Can we do better than using averaged measurements?

Angus Reynolds writes:

Recently a PhD student at my University came to me for some feedback on a paper he is writing about the state of research methods in the Fear Extinction field. Basically you give someone an electric shock repeatedly while they stare at neutral stimuli and then you see what happens when you start showing them the stimuli and don’t shock them anymore. Power will always be a concern here because of the ethical problems. Most of his paper is commenting on the complete lack of constancy between and within labs in how they analyse data. Plenty of Garden of forking paths, concerns about type 1, type 2 and S and M errors. One thing I’ve been pushing him is to talk about more is improved measurement.
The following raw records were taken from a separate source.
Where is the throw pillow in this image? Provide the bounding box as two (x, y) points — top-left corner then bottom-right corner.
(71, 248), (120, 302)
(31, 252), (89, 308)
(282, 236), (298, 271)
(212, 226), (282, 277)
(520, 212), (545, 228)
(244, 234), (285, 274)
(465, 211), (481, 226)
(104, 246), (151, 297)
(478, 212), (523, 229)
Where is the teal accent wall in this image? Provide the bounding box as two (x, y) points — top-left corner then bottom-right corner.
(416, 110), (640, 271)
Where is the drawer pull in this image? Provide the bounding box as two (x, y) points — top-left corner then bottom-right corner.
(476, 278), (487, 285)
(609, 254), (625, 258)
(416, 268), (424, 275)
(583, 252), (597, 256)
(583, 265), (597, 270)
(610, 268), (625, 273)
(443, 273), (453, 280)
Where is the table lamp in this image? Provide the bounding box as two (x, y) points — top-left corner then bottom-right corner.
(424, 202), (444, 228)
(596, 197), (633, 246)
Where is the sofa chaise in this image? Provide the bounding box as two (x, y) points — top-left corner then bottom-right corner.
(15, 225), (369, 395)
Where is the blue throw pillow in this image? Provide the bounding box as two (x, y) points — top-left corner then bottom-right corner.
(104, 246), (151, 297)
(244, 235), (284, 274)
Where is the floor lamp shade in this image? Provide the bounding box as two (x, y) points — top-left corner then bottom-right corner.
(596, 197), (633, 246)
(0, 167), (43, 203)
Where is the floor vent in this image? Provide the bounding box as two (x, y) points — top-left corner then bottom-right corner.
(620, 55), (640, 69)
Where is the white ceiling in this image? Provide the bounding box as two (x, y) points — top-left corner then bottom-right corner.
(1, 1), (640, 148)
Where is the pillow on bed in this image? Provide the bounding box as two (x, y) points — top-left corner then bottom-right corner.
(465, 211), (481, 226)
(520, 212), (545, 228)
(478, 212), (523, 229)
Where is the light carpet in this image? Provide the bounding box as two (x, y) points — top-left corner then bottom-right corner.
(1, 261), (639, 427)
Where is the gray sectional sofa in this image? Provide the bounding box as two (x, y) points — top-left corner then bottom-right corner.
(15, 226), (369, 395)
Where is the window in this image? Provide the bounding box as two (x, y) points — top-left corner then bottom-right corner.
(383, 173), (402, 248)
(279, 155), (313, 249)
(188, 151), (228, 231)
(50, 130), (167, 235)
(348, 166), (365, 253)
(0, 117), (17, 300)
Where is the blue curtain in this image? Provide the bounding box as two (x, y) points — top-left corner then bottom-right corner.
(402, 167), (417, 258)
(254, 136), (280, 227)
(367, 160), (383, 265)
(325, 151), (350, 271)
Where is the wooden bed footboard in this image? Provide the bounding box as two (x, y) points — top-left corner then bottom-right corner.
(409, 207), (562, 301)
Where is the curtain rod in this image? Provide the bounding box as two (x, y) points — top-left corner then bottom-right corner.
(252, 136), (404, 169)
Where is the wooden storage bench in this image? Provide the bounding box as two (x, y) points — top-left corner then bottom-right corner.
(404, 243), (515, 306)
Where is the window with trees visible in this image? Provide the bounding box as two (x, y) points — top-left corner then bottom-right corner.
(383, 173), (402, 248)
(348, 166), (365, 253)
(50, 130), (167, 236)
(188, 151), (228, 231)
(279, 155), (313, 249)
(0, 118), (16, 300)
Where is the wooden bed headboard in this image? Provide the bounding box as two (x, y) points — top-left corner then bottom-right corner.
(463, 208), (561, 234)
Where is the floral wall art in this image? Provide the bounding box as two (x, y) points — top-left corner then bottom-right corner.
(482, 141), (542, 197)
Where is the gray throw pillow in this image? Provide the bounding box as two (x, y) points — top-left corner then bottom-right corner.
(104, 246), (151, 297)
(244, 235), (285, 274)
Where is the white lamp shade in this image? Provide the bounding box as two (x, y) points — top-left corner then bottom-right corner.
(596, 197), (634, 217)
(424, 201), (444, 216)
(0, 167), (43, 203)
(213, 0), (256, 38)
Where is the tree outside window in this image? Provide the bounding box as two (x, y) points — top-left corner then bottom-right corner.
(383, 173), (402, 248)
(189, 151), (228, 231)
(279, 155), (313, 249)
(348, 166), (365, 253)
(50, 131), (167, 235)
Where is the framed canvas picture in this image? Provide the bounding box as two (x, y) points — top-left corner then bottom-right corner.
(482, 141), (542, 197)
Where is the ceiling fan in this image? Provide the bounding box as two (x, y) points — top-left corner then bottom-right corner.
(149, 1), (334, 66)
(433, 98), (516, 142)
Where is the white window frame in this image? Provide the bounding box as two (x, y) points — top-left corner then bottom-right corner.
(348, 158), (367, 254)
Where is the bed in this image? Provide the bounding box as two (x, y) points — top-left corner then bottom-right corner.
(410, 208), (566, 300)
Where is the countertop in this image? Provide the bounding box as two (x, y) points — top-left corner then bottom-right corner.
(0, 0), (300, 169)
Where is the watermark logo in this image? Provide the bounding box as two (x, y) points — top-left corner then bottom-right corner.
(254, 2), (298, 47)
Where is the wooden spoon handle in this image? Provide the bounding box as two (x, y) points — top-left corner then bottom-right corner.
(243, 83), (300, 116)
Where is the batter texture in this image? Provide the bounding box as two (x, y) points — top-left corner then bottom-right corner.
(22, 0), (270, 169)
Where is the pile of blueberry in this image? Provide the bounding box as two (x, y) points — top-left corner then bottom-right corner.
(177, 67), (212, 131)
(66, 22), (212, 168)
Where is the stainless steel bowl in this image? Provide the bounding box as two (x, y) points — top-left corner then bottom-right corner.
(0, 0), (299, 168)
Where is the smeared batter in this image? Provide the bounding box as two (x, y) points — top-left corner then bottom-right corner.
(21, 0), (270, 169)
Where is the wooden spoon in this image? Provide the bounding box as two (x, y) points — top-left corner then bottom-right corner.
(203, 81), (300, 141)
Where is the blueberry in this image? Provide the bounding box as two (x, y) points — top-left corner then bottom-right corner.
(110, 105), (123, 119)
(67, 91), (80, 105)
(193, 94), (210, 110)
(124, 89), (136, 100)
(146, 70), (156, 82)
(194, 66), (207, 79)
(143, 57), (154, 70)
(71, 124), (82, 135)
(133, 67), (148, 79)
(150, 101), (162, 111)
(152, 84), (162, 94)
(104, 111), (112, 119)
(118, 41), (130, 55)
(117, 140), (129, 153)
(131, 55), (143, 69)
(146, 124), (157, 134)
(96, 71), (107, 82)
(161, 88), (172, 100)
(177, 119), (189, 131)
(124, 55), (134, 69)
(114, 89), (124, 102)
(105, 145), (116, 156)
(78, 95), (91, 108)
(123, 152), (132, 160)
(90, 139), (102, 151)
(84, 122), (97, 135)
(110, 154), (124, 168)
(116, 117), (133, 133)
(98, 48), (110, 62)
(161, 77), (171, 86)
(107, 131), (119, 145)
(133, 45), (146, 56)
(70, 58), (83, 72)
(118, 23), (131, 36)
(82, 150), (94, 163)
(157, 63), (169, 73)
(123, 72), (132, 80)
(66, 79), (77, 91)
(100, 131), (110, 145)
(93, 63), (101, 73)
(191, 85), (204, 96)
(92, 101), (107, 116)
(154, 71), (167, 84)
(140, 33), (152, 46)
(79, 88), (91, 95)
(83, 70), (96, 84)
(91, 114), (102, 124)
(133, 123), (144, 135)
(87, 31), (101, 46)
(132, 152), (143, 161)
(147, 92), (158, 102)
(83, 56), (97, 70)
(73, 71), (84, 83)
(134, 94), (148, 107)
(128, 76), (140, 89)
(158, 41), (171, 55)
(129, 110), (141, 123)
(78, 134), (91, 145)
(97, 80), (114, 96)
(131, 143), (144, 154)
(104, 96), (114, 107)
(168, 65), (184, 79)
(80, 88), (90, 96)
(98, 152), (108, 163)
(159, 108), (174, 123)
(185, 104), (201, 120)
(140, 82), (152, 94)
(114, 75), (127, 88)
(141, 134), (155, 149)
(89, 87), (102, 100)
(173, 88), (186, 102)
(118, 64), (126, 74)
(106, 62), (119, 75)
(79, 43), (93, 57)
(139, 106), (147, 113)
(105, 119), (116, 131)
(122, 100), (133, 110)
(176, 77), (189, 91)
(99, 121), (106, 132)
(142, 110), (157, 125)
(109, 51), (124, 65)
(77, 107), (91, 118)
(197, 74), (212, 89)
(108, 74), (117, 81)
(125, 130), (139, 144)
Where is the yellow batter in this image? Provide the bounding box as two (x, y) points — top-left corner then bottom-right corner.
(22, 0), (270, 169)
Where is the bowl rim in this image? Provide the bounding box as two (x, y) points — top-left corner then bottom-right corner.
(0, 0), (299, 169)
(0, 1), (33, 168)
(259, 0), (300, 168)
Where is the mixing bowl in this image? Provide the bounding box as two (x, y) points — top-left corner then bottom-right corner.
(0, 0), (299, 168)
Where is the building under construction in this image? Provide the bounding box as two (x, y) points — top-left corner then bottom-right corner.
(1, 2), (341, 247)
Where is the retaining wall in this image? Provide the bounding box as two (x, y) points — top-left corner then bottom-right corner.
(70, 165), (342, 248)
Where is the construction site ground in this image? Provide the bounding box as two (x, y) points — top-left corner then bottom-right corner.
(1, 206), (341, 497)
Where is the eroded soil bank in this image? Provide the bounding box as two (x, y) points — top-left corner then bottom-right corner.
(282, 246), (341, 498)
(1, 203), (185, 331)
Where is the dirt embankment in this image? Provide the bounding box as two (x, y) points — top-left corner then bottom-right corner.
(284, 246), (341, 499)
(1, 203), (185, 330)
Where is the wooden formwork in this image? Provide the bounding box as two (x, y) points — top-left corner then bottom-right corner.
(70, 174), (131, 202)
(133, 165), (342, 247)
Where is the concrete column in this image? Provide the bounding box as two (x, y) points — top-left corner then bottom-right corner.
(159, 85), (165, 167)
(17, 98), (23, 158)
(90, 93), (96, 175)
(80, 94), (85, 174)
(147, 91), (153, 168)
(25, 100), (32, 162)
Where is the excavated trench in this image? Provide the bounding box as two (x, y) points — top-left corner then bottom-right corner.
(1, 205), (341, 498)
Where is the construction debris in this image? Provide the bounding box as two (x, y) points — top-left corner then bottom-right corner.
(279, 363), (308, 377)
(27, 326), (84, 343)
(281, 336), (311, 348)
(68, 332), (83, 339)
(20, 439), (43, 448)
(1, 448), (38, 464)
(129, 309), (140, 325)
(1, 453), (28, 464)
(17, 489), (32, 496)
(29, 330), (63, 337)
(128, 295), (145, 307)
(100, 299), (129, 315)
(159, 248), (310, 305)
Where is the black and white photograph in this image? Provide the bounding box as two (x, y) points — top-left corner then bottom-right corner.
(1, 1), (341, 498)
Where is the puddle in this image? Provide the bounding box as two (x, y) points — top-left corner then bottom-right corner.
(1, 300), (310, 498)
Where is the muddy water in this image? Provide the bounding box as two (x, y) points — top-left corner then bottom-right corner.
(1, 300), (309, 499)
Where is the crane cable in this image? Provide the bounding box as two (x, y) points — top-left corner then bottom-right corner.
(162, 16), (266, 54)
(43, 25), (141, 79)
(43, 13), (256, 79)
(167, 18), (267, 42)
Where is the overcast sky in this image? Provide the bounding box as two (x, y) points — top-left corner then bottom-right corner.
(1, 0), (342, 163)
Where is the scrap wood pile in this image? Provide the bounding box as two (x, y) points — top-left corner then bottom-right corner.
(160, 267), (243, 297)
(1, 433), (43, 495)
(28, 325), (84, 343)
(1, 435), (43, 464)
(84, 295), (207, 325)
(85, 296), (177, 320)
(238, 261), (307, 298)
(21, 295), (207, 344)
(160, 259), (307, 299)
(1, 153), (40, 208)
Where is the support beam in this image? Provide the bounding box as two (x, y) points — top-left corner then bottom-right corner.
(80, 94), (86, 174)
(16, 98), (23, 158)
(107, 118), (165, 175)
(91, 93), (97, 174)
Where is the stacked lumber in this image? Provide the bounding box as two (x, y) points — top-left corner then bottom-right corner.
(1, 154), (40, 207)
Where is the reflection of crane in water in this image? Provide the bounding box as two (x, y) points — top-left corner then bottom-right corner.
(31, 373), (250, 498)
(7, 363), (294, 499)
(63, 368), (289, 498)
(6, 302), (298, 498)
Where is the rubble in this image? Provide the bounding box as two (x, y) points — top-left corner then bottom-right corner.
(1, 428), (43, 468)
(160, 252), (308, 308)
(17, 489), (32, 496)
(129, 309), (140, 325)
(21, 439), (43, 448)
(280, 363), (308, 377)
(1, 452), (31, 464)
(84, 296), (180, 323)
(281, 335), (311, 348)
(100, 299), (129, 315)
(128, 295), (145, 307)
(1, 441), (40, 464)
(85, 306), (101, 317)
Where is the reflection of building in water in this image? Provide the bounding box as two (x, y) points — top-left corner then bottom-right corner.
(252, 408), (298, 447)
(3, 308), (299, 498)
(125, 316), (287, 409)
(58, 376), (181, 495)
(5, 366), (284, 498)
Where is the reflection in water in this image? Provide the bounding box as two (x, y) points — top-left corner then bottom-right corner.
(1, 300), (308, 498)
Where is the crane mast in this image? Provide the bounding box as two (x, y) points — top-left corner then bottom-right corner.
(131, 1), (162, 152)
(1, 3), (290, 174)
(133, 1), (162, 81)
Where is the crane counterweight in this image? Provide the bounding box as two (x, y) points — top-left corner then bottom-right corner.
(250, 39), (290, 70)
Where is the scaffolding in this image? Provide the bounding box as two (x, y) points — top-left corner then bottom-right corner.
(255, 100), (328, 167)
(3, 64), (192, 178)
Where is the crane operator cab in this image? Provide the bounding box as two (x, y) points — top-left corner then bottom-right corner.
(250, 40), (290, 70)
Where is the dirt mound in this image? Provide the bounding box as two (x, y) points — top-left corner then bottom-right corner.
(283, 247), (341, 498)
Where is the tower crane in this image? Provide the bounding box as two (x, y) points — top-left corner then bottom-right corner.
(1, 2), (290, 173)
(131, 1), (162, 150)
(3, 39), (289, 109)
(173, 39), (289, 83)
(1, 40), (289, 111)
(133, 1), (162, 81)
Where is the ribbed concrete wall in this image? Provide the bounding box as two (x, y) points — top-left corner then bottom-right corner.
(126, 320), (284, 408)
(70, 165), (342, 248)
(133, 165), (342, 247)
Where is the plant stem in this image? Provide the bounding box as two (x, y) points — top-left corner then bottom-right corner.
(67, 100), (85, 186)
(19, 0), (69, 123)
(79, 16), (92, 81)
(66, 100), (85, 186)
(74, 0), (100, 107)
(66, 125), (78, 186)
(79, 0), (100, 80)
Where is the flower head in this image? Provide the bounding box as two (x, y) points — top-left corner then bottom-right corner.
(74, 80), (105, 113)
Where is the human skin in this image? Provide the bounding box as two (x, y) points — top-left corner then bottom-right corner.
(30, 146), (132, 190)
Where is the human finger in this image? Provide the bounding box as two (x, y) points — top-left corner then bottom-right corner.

Currently fear is measured in part by taking skin conductance measurements continuously and then summarising an 8 second or so window between trials into averages, which are then split into blocks and ANOVA’d. I’ve commented that they must be losing information if they are summarising a continuous (and potentially noisy) measurement over time to 1 value. It seems to me that the variability within that 8 second window would be very important as well. So why not just model the continuous data? Given that the field could be at least two steps away from where it needs to be (immature data, immature methods), I’ve suggested that he just start by making graphs of the complete data that he would like to be able to model one day and not to really bother with p-value style analyses. In terms of developing the skills necessary to move forward: would you even bother trying to create models of the fear extinction process using the simplified, averaged data that most researchers use or would it be better to get people accustomed to seeing the continuous data first and then developing more complex models for that later?

My reply:

I actually don’t think it’s so horrible to average the data in this way. Yes, it should be better to model the data directly, and, yes, there has to be some information being lost by the averaging, but empirical variation is itself very variable, so it’s not like you can expect to see lots of additional information by comparing groups based on their observed variances.

I agree 100% with your suggestion of graphing the complete data. Regarding measurement, I think the key is for it to be connected to theory where possible. Also from the above description it sounds like the research is using within-person comparisons, which I generally recommend.